12 thoughts on “It’s All About the Risk/Reward”

  1. Tim,

    Thank you for taking the time to provide us with research on the mReits. I did place a small limit order on one of the companies listed. 🙂

  2. Loading up on RC-E for the dividend capture Wednesday.
    ACR is high risk that’s why ACR-C pays a high dividend. At par not above par so no reason I would consider their lower paying issue with no floor.

  3. I’m with you, Tim, on ACR and RC issues, but as per my usual bent, with focus on the shorter or perceived shorter maturities… I own RCA and ACR-C. What’s interesting about ACR-C is I can’t think of another fixed to floating rate issue that only floats in one direction – UP… ACR-C can adjust UP from it’s present 8.625% but it can’t float to a lower rate…. That makes a call in ’24 highly likely. RCA has a ’23 maturity and is essentially non callable but it is convertible, but not unless RC hits 18.75, so we have a ways to go before that comes into play.

    1. Yes you can think of another that can only float up, 2WR. You own another already…The late great WTREP.

          1. Its the late great because its not named WTREP anymore. Kind of like Prince was when he changed his name and had no name for awhile. But, personally, Martin, I still think its great. A 7% minimum floor that can only float north with solid credit, is great by me. As long as that divi pays, the brokerage can show its worth a negative amount of money. I like to trade, but I dont have to trade everything, lol.

      1. Ahhhhh, but the difference, Grid, is that WTREP was designed that way right from its issuance and that’s what I was referring to… WTREP can only go up from here because it had a floor and it’s reached it now. It did float down from its original 8.50% coupon… Of course I had to look that up again on WTREP just to make sure, but that’s what I meant about ACR-C – one that could only float up right from its original pricing… It’s kind of weird why they put that in to the original docs, isn’t it. It certainly isn’t an example of companies always skewing the options in their own favor… That one seems to be solely investor friendly.

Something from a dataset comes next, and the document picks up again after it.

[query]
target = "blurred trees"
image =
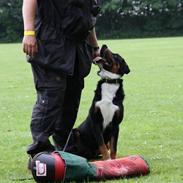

        1. Considering how close Exantas Capital came to closing their doors for good back March/April 2020, such a feature may have been included specifically to lure investors who might otherwise pass them by. It worked on me anyway…its one of the few perpetual preferred shares that I own.

            1. I believe you’re mistaken about that…the old XAN-C was renamed ACR-C back in February 2021. Quantum Online may have more information.